Red Bull Campus Cricket is for those students who feel left out of ‘the system’
Tukkies and Maties, who meet in the local T20 finals at the University of Pretoria on Tuesday and Wednesday, are the first South African teams to take part as Red Bull Campus Cricket expands into a truly global competition.
The Pretoria and Stellenbosch campuses were chosen because they were the two finalists in the national universities week held in December.
India, Pakistan and Sri Lanka, who competed in the first Asian finals in 2012, were joined by Bangladesh, England and Australia’s champion university teams last year and, now, 2014 sees the entrance of South Africa and the West Indies.
This week’s best-of-three finals at the L.C. de Villiers Oval will decide who will represent South Africa in the World Finals in London in July. India’s DAV Chandigarh are the reigning champions, but will be dethroned as Rizvi Mumbai have already qualified from India this year.
Red Bull Campus Cricket is way more than just a tournament that brings together over 170 universities on four continents, trying to qualify for their national finals and then aiming to be the tertiary institute that represents their country in the World Finals; it is also an invaluable safety-net for talent that is going to waste.
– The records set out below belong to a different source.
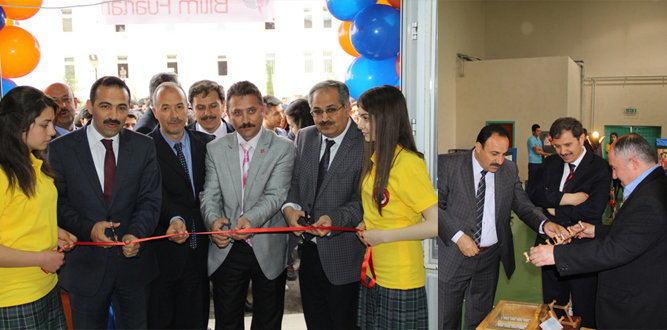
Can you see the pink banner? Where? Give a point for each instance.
(186, 11)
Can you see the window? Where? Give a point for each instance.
(307, 18)
(222, 65)
(271, 62)
(326, 18)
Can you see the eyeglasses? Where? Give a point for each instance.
(329, 111)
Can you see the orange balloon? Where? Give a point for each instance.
(21, 13)
(395, 3)
(344, 39)
(19, 52)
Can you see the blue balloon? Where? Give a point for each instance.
(7, 85)
(376, 32)
(3, 18)
(364, 74)
(345, 10)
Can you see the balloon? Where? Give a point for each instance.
(376, 32)
(364, 74)
(395, 3)
(3, 18)
(20, 13)
(19, 52)
(344, 39)
(345, 10)
(7, 85)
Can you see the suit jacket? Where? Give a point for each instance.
(266, 189)
(147, 122)
(592, 176)
(457, 209)
(341, 253)
(631, 256)
(135, 204)
(178, 200)
(230, 128)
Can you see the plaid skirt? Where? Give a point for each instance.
(44, 313)
(382, 308)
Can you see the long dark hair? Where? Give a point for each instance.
(18, 111)
(391, 125)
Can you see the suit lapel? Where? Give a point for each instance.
(85, 157)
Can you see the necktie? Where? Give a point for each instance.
(109, 170)
(181, 157)
(481, 189)
(324, 163)
(572, 166)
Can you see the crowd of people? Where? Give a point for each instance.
(81, 191)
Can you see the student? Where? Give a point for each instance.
(396, 192)
(29, 233)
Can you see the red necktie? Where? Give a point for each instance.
(109, 170)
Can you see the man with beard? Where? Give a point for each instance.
(67, 103)
(208, 104)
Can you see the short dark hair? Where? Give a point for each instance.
(489, 130)
(243, 88)
(299, 110)
(158, 79)
(566, 124)
(633, 145)
(109, 81)
(206, 87)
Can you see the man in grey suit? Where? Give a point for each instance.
(477, 191)
(330, 264)
(109, 189)
(247, 180)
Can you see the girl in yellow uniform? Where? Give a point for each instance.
(29, 233)
(396, 192)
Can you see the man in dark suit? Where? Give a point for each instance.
(630, 254)
(476, 193)
(180, 294)
(571, 187)
(208, 104)
(330, 264)
(148, 122)
(117, 198)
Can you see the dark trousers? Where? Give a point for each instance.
(181, 303)
(583, 289)
(325, 305)
(130, 303)
(230, 288)
(475, 280)
(533, 172)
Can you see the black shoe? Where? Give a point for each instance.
(291, 273)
“The tournament started in India with the first qualifiers in eight cities in October/November 2011 and we went after college students because the insight from India was that students tended to be ignored if they hadn’t made the age-group squads. They were considered to be non-starters by the state teams.
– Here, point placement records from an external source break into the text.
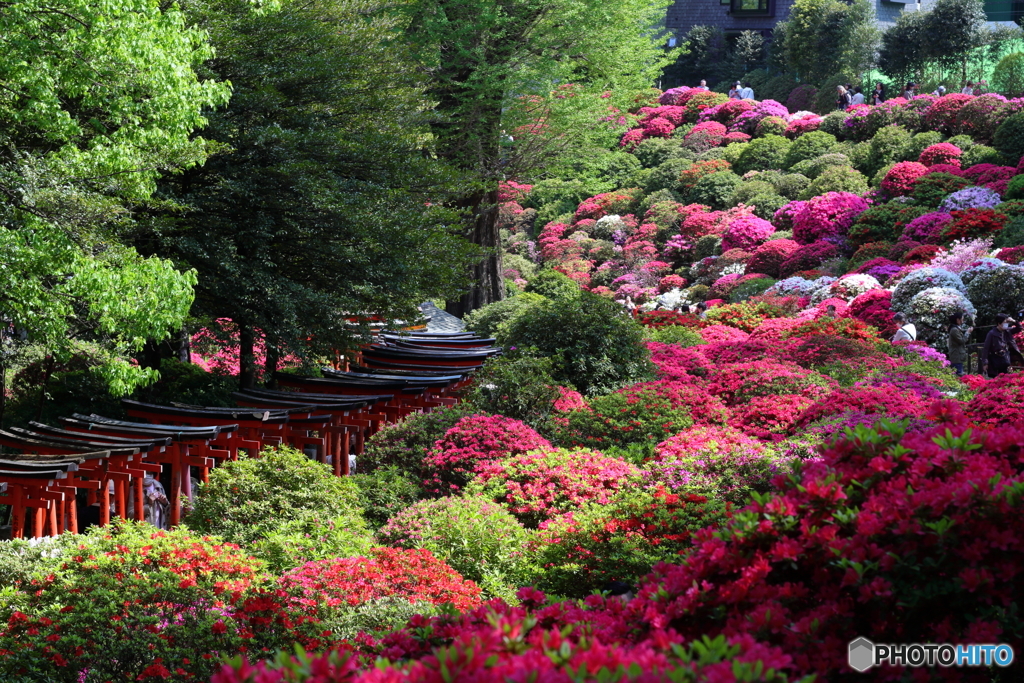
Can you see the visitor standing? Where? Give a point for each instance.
(879, 94)
(906, 332)
(998, 344)
(956, 342)
(843, 100)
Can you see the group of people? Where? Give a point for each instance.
(997, 353)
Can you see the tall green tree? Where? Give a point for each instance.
(517, 83)
(825, 38)
(322, 203)
(96, 98)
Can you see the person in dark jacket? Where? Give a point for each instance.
(956, 343)
(998, 345)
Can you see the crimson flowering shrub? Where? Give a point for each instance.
(415, 575)
(768, 257)
(901, 178)
(130, 602)
(883, 513)
(768, 418)
(973, 223)
(540, 485)
(531, 642)
(587, 549)
(721, 463)
(870, 400)
(998, 402)
(943, 153)
(747, 232)
(472, 442)
(808, 257)
(826, 215)
(739, 383)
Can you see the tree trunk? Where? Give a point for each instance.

“But it was not necessarily because they didn’t have talent. A lot of students focus on their education at school. They could have been very good at cricket, but they didn’t get the opportunity to play, or they didn’t have a good school team, so they didn’t make it very far.
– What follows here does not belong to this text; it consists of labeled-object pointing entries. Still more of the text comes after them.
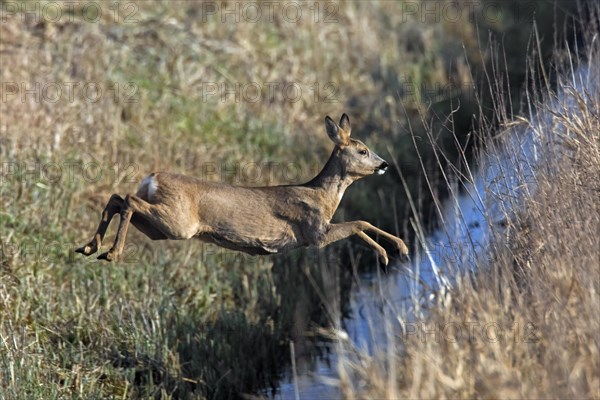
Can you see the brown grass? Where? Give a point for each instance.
(534, 308)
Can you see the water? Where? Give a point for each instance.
(472, 219)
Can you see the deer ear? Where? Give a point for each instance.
(345, 123)
(333, 131)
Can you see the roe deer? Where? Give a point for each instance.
(255, 220)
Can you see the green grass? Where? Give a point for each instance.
(179, 319)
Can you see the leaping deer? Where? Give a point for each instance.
(255, 220)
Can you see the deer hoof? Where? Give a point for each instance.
(383, 258)
(108, 256)
(402, 247)
(87, 250)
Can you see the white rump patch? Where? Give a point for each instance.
(150, 184)
(341, 194)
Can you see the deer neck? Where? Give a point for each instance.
(332, 179)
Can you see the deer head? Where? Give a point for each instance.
(355, 159)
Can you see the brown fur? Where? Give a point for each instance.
(255, 220)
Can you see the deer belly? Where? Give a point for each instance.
(252, 237)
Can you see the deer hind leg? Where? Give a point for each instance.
(113, 206)
(345, 229)
(145, 216)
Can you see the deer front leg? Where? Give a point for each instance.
(113, 206)
(345, 229)
(396, 241)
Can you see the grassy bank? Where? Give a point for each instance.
(526, 324)
(93, 101)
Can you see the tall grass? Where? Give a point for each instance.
(525, 324)
(182, 320)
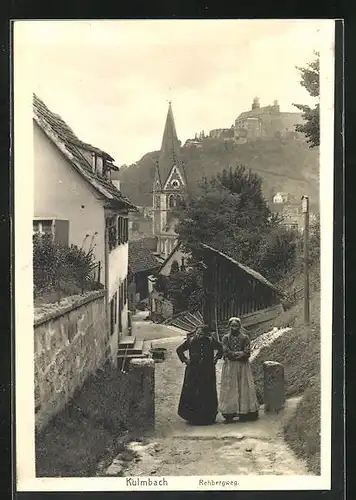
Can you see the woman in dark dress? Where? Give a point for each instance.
(198, 401)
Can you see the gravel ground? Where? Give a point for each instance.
(176, 448)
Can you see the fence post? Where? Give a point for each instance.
(274, 390)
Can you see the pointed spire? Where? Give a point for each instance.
(170, 147)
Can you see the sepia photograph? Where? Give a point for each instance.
(173, 240)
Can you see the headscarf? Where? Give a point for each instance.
(237, 320)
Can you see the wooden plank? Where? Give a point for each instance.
(262, 315)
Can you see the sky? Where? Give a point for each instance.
(111, 80)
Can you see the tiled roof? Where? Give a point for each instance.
(71, 146)
(141, 258)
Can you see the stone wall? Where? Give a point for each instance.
(70, 343)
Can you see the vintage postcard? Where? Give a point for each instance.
(173, 241)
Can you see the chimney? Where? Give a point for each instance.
(256, 103)
(116, 183)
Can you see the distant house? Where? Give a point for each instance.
(160, 304)
(177, 256)
(193, 143)
(222, 133)
(76, 201)
(142, 263)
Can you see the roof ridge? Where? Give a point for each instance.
(59, 132)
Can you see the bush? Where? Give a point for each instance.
(60, 268)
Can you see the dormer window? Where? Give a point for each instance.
(97, 164)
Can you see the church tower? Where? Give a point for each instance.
(169, 188)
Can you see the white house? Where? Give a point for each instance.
(76, 200)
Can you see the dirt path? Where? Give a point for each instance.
(176, 448)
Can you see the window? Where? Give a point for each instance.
(171, 201)
(59, 229)
(112, 232)
(113, 314)
(118, 231)
(43, 227)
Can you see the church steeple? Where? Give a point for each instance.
(170, 147)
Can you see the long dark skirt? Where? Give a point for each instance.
(198, 402)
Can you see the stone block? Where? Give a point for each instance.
(142, 393)
(274, 386)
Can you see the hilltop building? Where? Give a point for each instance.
(169, 188)
(265, 121)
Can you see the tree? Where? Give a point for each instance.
(310, 80)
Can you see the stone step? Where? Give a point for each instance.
(127, 342)
(137, 348)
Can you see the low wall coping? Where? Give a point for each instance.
(60, 311)
(136, 363)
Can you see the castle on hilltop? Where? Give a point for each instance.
(266, 121)
(259, 122)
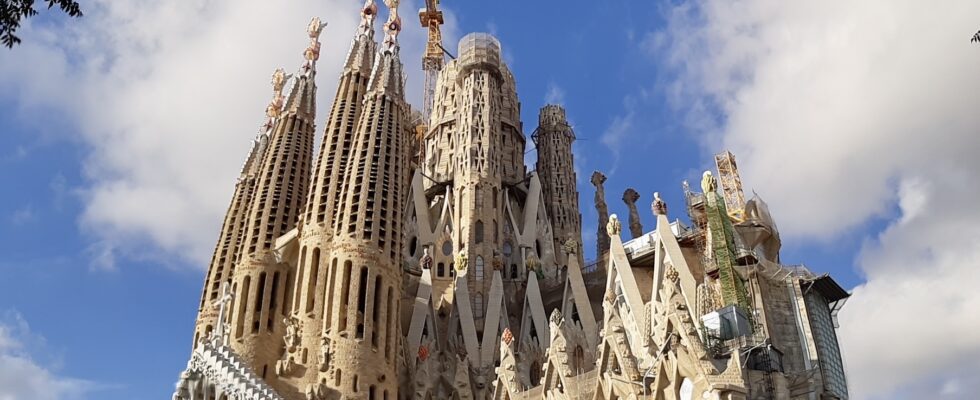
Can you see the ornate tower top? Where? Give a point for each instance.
(312, 52)
(392, 27)
(368, 13)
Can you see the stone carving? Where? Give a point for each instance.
(613, 227)
(368, 13)
(534, 265)
(461, 379)
(426, 261)
(630, 196)
(496, 261)
(293, 333)
(671, 274)
(423, 370)
(558, 351)
(602, 241)
(570, 246)
(708, 183)
(659, 206)
(285, 365)
(325, 351)
(312, 52)
(392, 26)
(461, 260)
(507, 371)
(221, 333)
(617, 335)
(272, 111)
(317, 391)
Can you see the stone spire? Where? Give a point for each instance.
(313, 299)
(259, 280)
(556, 167)
(333, 158)
(365, 289)
(630, 196)
(602, 239)
(229, 247)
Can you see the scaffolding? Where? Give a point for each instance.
(731, 185)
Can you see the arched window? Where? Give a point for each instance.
(578, 360)
(478, 231)
(496, 232)
(479, 268)
(478, 306)
(535, 373)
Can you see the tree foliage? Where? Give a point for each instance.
(13, 11)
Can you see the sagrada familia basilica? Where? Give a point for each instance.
(416, 256)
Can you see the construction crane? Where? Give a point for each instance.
(432, 61)
(731, 185)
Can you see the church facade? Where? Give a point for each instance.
(400, 262)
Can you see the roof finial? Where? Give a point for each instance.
(272, 111)
(312, 52)
(368, 13)
(392, 27)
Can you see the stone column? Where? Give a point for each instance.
(602, 239)
(630, 196)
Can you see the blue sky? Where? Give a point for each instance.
(857, 124)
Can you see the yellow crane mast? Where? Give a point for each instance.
(432, 19)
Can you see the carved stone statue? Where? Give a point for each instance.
(368, 12)
(708, 183)
(630, 196)
(285, 365)
(293, 332)
(602, 241)
(570, 246)
(533, 264)
(317, 391)
(325, 351)
(614, 227)
(392, 27)
(659, 206)
(507, 371)
(461, 260)
(221, 333)
(312, 52)
(426, 261)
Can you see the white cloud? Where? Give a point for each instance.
(554, 94)
(839, 114)
(23, 215)
(167, 96)
(21, 376)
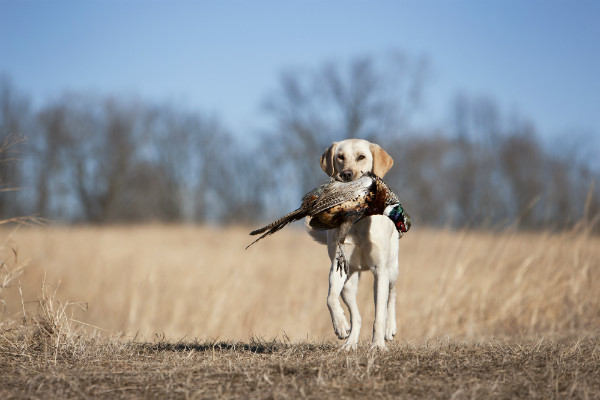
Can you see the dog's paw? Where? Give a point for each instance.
(376, 346)
(349, 346)
(341, 327)
(390, 332)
“These students haven’t had the platform earlier in their career and Red Bull Campus Cricket is about giving these people wings, giving them an opportunity to compete and show that they have the ability,” Red Bull ambassador and Indian star Gautam Gambhir says.
Many pundits have warned that there is a similar weakness in the South African cricket system – that boys who don’t make provincial age-group teams are forever lost to the system.
While there are players in both sides who are already in the franchise system, who knows what other talent is lurking in the ranks of the Tukkies and Maties squads?